Ce discours peut fonctionner dans l’opinion publique, dans un contexte de rejet des partis et des élites politiques qui en sont issus. Il s’agit d’amalgamer les luttes idéologiques qui déterminent les choix de société et les luttes intestines de parti. Tout le monde est épuisé par les querelles et manœuvres politiciennes du Parti Socialiste et de LR-ex-UMP-ex-RPR, on essaye alors d’affirmer que tout le monde est épuisé par l’opposition entre deux conceptions de la répartition des richesses et qu’il faudrait en faire une synthèse raisonnable.

Cette invocation du pragmatisme conduit notamment, sur les questions économiques, à ce qu’un gouvernement de gauche applique une politique néolibérale justifiée par un « principe de réalité ». Sauf que ce principe de réalité est en réalité le principe d’une réalité qui n’est pas transcendantale aux idéologies mais qui en est une au même titre que les autres, elle porte même un nom : le néolibéralisme. Ainsi, une politique de droite se dissimule derrière le masque “gauche pragmatique” et un glissement idéologique de la scène politique s’opère au point qu’une opinion de gauche devient d’extrême-gauche, populiste ou utopiste.

 

L’illusion du consensus

Cette course au consensus centriste censé gouverner avec le bon sens de la raison, que Manuel Valls évoquait dans une interview à L’Obs avec une grande “maison des progressistes”, de Valls à Juppé,  a créé un espace politique idéal pour une candidature comme celle d’Emmanuel Macron : pour au final, un vide intellectuel comblé par des incantations et de la communication. Comme réaction au durcissement de certains discours populistes, il faudrait la raison (néolibérale) pour enfin avancer et “faire les réformes dont le pays a besoin”, avec le postulat qu’il y a des réformes à faire sur lesquelles tout le monde est d’accord mais que le fameux “système” empêche.

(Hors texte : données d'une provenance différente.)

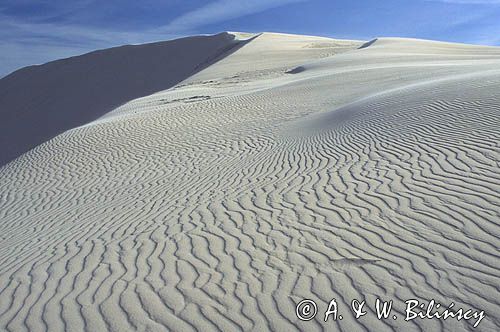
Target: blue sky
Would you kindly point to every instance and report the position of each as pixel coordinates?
(33, 32)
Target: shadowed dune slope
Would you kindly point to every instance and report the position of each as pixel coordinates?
(39, 102)
(222, 202)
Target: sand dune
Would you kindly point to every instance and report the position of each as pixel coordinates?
(40, 102)
(295, 168)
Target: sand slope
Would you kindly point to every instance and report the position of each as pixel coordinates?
(40, 102)
(296, 167)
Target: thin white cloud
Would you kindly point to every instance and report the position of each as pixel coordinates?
(221, 10)
(470, 2)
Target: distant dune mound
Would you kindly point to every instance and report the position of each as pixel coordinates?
(221, 203)
(39, 102)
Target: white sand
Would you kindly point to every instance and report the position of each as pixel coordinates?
(224, 201)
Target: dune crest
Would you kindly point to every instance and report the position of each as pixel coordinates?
(222, 202)
(40, 102)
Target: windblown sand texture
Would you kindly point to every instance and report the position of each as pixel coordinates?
(295, 167)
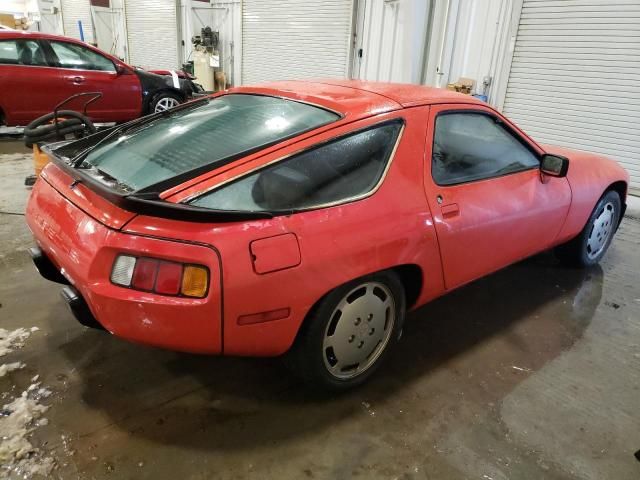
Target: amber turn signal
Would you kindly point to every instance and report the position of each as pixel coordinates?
(195, 281)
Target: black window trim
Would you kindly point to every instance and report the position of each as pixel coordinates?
(396, 120)
(40, 44)
(196, 172)
(498, 121)
(54, 60)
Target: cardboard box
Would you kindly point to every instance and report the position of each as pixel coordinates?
(7, 20)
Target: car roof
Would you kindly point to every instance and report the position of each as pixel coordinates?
(34, 35)
(356, 97)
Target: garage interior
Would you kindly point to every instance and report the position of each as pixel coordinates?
(530, 372)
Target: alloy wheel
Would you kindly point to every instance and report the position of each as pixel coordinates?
(358, 330)
(601, 229)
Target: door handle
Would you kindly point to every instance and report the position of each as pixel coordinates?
(75, 79)
(450, 210)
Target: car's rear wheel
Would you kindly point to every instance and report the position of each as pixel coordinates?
(348, 334)
(589, 247)
(164, 101)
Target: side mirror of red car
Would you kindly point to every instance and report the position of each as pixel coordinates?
(554, 165)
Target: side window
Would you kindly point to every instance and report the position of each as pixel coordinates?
(21, 52)
(78, 57)
(343, 169)
(473, 146)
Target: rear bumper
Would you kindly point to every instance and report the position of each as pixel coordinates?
(79, 308)
(76, 250)
(45, 267)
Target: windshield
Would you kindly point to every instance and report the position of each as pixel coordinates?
(202, 136)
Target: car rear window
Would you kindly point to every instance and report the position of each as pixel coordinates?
(206, 135)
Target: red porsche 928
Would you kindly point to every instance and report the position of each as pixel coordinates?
(306, 218)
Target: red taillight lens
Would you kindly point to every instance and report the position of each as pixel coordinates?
(159, 276)
(144, 274)
(169, 278)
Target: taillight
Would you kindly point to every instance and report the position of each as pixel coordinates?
(160, 276)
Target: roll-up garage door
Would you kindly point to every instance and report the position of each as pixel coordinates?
(295, 39)
(575, 77)
(152, 32)
(74, 11)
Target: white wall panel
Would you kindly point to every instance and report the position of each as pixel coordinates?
(392, 36)
(74, 11)
(295, 39)
(152, 31)
(50, 22)
(575, 76)
(110, 28)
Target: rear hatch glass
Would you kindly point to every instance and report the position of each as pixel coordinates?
(183, 143)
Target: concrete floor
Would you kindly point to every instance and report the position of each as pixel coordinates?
(533, 372)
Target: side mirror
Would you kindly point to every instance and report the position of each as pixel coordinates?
(554, 165)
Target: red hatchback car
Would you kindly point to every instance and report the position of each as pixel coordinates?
(306, 218)
(38, 71)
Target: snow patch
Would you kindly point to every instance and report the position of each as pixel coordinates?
(10, 367)
(12, 339)
(18, 420)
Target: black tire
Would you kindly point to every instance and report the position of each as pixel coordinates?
(164, 96)
(308, 357)
(578, 252)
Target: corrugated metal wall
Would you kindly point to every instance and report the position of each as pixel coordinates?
(295, 39)
(575, 77)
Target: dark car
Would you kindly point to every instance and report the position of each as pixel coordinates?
(38, 71)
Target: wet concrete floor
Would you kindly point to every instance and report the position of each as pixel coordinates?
(533, 372)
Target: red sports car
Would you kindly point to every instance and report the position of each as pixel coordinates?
(306, 218)
(38, 71)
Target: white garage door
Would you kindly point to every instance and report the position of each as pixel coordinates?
(74, 11)
(152, 31)
(295, 39)
(575, 77)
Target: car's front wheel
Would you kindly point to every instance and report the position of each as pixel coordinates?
(350, 331)
(589, 247)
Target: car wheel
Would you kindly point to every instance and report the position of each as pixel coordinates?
(349, 332)
(165, 101)
(589, 247)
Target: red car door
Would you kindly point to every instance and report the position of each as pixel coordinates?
(79, 68)
(490, 204)
(23, 70)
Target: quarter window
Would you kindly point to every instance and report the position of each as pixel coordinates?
(78, 57)
(474, 146)
(339, 171)
(21, 52)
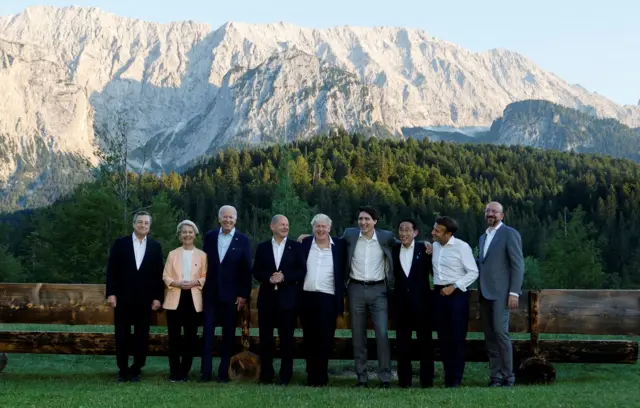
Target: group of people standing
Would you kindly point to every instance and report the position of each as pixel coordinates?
(308, 277)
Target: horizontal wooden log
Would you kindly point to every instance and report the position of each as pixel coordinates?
(567, 351)
(519, 318)
(67, 304)
(597, 312)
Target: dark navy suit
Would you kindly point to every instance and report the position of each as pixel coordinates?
(411, 301)
(318, 312)
(277, 308)
(226, 281)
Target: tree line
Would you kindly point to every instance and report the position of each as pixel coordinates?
(579, 215)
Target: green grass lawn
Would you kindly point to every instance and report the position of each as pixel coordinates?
(88, 381)
(32, 380)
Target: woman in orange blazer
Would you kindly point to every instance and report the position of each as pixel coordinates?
(184, 274)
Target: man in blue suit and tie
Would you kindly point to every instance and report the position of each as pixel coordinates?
(279, 267)
(322, 297)
(226, 290)
(411, 302)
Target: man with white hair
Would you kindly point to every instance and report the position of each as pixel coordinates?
(134, 290)
(279, 267)
(322, 298)
(226, 289)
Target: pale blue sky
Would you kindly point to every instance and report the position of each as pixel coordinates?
(593, 43)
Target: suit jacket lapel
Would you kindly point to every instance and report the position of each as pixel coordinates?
(214, 247)
(285, 253)
(147, 249)
(131, 252)
(178, 266)
(233, 245)
(496, 237)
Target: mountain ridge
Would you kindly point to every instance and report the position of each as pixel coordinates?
(183, 89)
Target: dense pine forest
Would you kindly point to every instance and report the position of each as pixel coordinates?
(579, 215)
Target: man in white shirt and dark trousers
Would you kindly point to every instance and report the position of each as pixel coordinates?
(454, 270)
(322, 297)
(501, 265)
(411, 302)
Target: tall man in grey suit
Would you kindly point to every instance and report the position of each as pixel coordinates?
(369, 277)
(501, 267)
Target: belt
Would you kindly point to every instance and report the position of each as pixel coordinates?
(367, 283)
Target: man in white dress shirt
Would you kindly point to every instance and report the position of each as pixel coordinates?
(322, 297)
(369, 274)
(454, 270)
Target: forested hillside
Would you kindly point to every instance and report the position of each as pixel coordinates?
(579, 215)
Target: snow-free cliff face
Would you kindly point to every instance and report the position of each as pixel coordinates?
(184, 90)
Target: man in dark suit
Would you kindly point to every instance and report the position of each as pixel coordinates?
(501, 267)
(226, 289)
(322, 297)
(279, 266)
(411, 304)
(134, 289)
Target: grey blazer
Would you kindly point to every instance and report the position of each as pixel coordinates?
(386, 240)
(502, 267)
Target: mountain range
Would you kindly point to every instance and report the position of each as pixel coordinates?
(178, 91)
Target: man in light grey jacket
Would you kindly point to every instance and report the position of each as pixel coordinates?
(501, 266)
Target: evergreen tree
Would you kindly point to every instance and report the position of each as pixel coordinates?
(287, 202)
(10, 267)
(572, 258)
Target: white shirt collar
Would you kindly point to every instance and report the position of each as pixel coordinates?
(314, 241)
(494, 229)
(374, 237)
(413, 242)
(233, 231)
(452, 241)
(136, 238)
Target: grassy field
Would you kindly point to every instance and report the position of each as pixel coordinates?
(89, 381)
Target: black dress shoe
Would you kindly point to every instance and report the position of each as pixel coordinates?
(509, 383)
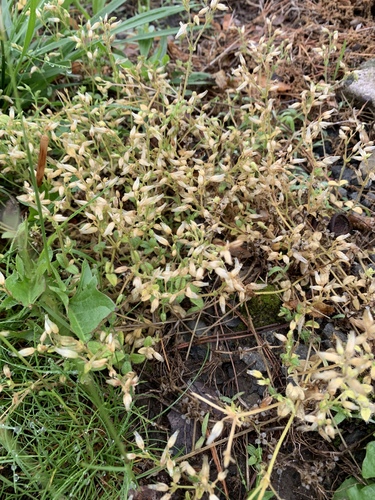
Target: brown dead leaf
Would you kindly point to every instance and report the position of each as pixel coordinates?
(321, 310)
(361, 222)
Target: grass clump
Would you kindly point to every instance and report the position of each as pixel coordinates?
(148, 211)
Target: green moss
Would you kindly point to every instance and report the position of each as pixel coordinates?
(264, 309)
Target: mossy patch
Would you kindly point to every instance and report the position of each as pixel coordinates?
(264, 309)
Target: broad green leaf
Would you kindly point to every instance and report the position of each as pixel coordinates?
(87, 309)
(26, 291)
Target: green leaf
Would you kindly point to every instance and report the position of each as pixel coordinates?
(87, 309)
(368, 466)
(137, 358)
(25, 290)
(358, 493)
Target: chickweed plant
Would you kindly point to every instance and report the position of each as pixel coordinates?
(145, 198)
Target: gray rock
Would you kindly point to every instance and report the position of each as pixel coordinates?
(254, 360)
(360, 85)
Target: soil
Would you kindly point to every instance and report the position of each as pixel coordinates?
(209, 355)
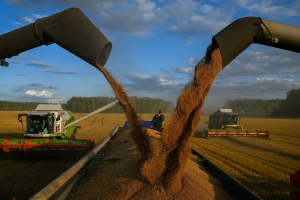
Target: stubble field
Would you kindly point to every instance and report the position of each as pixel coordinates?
(262, 165)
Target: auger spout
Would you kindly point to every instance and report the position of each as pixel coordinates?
(240, 34)
(70, 29)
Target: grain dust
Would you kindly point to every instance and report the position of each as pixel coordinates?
(162, 170)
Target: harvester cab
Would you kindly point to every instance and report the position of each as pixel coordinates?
(49, 121)
(224, 119)
(225, 122)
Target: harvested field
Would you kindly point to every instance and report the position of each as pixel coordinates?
(120, 180)
(262, 165)
(19, 172)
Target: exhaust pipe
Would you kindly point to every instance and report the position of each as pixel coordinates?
(70, 29)
(240, 34)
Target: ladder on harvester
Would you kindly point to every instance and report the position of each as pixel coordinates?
(42, 146)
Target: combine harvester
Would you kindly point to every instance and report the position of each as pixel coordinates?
(73, 31)
(55, 129)
(225, 123)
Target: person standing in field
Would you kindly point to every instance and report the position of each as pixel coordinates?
(157, 120)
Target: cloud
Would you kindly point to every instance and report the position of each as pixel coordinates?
(263, 61)
(34, 86)
(62, 72)
(193, 62)
(16, 61)
(17, 23)
(166, 70)
(39, 64)
(50, 97)
(28, 20)
(188, 18)
(185, 70)
(153, 84)
(266, 7)
(270, 87)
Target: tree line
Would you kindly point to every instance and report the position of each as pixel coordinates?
(89, 104)
(142, 104)
(17, 106)
(288, 107)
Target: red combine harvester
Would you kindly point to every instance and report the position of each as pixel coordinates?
(225, 123)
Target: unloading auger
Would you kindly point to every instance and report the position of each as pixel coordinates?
(73, 31)
(232, 41)
(240, 34)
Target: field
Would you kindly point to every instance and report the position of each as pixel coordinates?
(262, 165)
(23, 175)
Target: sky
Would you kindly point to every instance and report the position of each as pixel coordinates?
(156, 45)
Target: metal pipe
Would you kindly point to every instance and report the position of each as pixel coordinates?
(92, 114)
(70, 29)
(52, 187)
(240, 34)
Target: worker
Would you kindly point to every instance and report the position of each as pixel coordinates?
(157, 120)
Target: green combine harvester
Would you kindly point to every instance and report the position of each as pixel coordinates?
(51, 129)
(226, 123)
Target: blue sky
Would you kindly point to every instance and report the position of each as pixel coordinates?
(156, 44)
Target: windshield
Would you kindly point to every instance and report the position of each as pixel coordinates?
(37, 124)
(231, 119)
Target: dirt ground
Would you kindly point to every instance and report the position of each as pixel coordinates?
(22, 176)
(120, 179)
(262, 165)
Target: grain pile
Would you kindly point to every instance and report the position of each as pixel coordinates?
(161, 169)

Cette illusion de consensus est notamment décrite par Chantal Mouffe, une philosophe qui redonne des armes théoriques à la gauche et qui inspire aujourd’hui Podemos comme la gauche française. Elle souligne la nécessité d‘assumer une conflictualité du débat public, la négation de cet antagonisme étant un argument néolibéral justifiant l’effacement de la politique au profit d’une vérité incontestable.

Il ne s’agit pas de s’accrocher aux étiquettes « gauche » et « droite » comme à des artefacts sacrés, mais de reconnaître l’existence de luttes entre des idéologies qui s’opposent et qui dessinent des futurs totalement différents. Les orientations que nous décidons aujourd’hui auront un impact décisif sur l’avenir de l’humanité, alors faisons de vrais choix politiques pour définir le monde que nous voulons construire demain.